Fearing someone would break the engine once it had been fixed, the Australians instituted a rule: one visit to the toilet per day for men, and only night visits for women.

“I remember they used to stop us going to the bathroom. Forbidden to stand, forbidden to speak, forbidden to raise your voice,” said Bakil Abdul Hamid, a 28-year-old Yemeni, who said his brother Mohammad was one of the four swept to their deaths on Jan. 1.

As the trip wore on, hope dwindled. After several days, unrest broke out. Taking the opportunity with the boat stationary as Australian engineers again tinkered with the engine, the asylum seekers launched a desperate protest.

Ali was the first to hurl himself into the water, three asylum seekers said. At least 10 others jumped in. Guards began tackling, pepper-spraying and zip-tying people in an effort to stop more following. Some of those pulled from the water said they were then pepper-sprayed in the face.

“We were suffering. People did not prefer life to death,” said Faisal Salaad, a 33-year-old who said he watched the scuffle as he floated in the sea.

 

Back in Indonesia

The following day, as the boat continued its journey, violence broke out again. Around midday four men, angered by the toilet curbs, went into the engine room.

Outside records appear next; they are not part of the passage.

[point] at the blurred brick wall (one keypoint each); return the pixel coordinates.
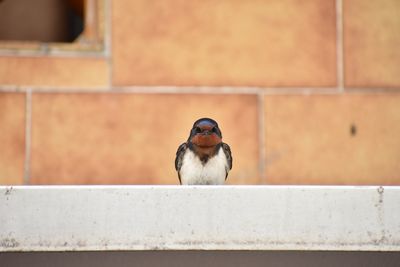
(305, 93)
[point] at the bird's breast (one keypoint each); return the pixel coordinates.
(193, 171)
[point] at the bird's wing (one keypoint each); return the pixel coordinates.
(179, 158)
(228, 154)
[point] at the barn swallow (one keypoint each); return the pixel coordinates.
(204, 159)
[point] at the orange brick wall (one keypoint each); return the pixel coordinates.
(305, 93)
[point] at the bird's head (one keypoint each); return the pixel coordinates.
(205, 133)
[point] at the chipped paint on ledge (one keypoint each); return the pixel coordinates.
(102, 218)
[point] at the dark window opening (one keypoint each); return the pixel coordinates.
(41, 20)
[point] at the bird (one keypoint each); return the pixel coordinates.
(203, 159)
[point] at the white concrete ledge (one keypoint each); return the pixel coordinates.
(83, 218)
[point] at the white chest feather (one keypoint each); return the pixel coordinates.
(193, 172)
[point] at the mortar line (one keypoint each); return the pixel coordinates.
(108, 40)
(28, 136)
(261, 138)
(339, 46)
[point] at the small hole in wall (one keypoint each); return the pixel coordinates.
(353, 129)
(41, 20)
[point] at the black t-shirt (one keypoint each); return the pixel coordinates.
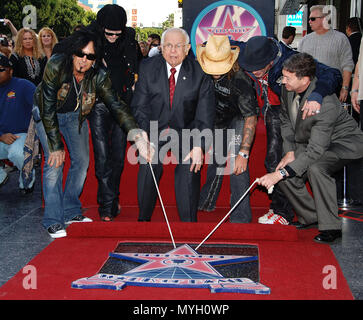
(71, 100)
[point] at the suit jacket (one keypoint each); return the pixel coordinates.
(193, 102)
(332, 129)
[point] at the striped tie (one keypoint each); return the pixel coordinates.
(172, 85)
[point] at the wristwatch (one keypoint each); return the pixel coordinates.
(283, 173)
(243, 155)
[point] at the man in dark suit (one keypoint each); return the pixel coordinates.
(314, 149)
(171, 95)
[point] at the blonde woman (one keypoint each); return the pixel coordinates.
(27, 59)
(47, 40)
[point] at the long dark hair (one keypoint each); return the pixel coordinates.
(77, 41)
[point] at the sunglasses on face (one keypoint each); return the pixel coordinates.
(89, 56)
(314, 18)
(112, 34)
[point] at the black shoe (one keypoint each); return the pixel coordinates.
(301, 226)
(4, 181)
(26, 191)
(328, 236)
(57, 231)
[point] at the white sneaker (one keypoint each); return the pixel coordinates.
(57, 231)
(277, 219)
(266, 217)
(79, 218)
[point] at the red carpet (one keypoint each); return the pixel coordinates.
(291, 264)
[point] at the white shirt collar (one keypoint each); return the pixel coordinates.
(168, 67)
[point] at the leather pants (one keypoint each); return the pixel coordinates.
(109, 147)
(279, 203)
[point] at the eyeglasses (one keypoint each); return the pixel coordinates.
(314, 18)
(89, 56)
(112, 34)
(169, 46)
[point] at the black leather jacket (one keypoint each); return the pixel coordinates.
(234, 96)
(53, 91)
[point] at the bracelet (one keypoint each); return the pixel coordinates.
(243, 155)
(283, 173)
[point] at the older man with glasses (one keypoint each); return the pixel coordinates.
(173, 91)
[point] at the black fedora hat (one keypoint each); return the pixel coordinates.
(258, 52)
(112, 16)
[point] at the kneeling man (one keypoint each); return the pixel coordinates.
(314, 149)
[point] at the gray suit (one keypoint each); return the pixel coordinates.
(322, 145)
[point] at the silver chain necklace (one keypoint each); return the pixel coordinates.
(78, 93)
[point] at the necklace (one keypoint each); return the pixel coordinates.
(78, 93)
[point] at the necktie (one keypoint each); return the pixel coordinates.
(172, 85)
(295, 108)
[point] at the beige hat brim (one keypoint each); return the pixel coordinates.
(216, 67)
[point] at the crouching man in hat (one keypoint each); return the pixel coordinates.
(314, 149)
(236, 109)
(262, 58)
(108, 138)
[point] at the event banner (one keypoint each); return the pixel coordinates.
(239, 20)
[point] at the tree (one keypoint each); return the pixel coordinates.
(169, 22)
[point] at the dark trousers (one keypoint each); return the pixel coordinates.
(215, 173)
(279, 203)
(186, 186)
(109, 147)
(322, 207)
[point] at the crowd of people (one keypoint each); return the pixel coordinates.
(100, 78)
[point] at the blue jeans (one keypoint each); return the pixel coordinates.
(238, 183)
(14, 153)
(63, 205)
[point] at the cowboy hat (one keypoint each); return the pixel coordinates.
(217, 56)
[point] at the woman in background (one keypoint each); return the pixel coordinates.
(26, 58)
(47, 40)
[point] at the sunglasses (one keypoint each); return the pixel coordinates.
(314, 18)
(112, 34)
(89, 56)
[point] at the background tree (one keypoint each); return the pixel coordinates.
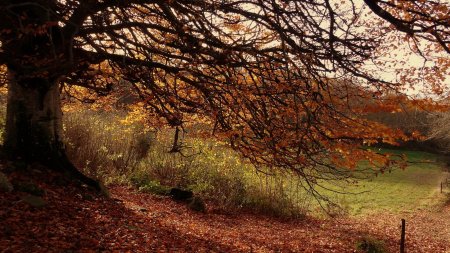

The first through the door, Bobies Ibrahim Nooris, 20, was pepper sprayed in the eyes, he recalled, causing him to stumble into an engine exhaust and seriously burn his hand. Fasher was the only passenger spoken to by Reuters who claims to have seen what happened next.

Military personnel grabbed the hands of the other three men and forced them onto the exhaust as punishment, he said.

These accusations, already made in the Indonesian and Australian media, have been denied by the Australian government.

No other passengers could corroborate Fasher’s account. In the early hours of Jan. 6, the guards changed shifts. As the asylum seekers dozed, the Australians slipped away leaving behind a small supply of food and water, and just enough fuel to reach Indonesia.

Deflated and exhausted, the asylum seekers sailed for about two hours to Rote, Indonesia’s southernmost island. Locals called the police, who put them in detention.